After a copper boom during World War I, Corbould faced a number of challenges including falling commodity prices, strikes, and the exhaustion of rich surface orebodies. By 1918 Mount Elliott Ltd was unprofitable, which Corbould attributed in part to labour troubles. In an interview with The North Queensland Register he claimed that the Australian Workers' Union (AWU) had been infiltrated by "Wobblies" and "Bolshie-Joes" attempting to cripple the mining industry. He was widely rumoured to have lobbied the federal government for the deportation of strike leader Paul Freeman, although both he and the government denied this.

===Mount Isa===
In 1924, Corbould floated Mount Isa Mines Ltd (MIM) in Sydney. He had been invited to tour the field, assessing the ore bodies discovered by John Campbell Miles as similar to those at Broken Hill. He was appointed director and general manager of the new company, supervising the exploratory work and raising capital. Corbould played a key role in consolidating MIM's ground, engineering the acquisition of Randolph Bedford's Mount Isa Proprietary Ltd.
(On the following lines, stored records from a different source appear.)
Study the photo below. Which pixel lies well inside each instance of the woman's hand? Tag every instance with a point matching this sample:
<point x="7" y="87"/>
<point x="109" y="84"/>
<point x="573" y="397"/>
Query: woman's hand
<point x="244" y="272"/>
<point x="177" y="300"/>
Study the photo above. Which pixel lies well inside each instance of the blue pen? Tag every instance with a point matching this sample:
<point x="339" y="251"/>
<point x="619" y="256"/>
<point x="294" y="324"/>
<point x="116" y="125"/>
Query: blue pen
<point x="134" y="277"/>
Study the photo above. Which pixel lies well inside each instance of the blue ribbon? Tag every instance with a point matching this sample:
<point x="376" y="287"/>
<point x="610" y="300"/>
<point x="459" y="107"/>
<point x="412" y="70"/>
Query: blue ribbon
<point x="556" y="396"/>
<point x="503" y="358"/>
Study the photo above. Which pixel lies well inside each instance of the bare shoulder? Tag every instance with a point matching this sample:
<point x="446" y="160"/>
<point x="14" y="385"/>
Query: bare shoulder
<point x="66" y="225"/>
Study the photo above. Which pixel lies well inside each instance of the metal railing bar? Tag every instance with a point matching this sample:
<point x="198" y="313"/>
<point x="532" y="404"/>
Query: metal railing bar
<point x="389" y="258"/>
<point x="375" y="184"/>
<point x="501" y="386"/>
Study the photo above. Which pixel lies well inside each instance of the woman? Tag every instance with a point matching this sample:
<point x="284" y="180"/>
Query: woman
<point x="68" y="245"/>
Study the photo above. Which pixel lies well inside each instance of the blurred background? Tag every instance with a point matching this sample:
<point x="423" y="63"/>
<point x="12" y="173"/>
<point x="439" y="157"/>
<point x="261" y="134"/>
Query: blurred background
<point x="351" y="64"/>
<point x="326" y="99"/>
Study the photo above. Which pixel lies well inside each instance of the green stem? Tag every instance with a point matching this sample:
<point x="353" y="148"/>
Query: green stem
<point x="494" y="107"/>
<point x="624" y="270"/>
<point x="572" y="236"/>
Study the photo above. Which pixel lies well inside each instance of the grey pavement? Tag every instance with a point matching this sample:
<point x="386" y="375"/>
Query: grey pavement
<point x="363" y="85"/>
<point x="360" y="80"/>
He also convinced the state government to extend the Great Northern Railway from Duchess to service the mine. He resigned from the company in 1927 but lived to see it pay its first dividend in 1947.

==Personal life==
In 1896, Corbould married Una Robina Dodds, with whom he had four children – two daughters, one of whom died in infancy, and twin sons. He was widowed in 1948 and died in Nice, France, on 16 March 1949, aged 82. His son Ted Corbould was a prominent pastoralist and philanthropist.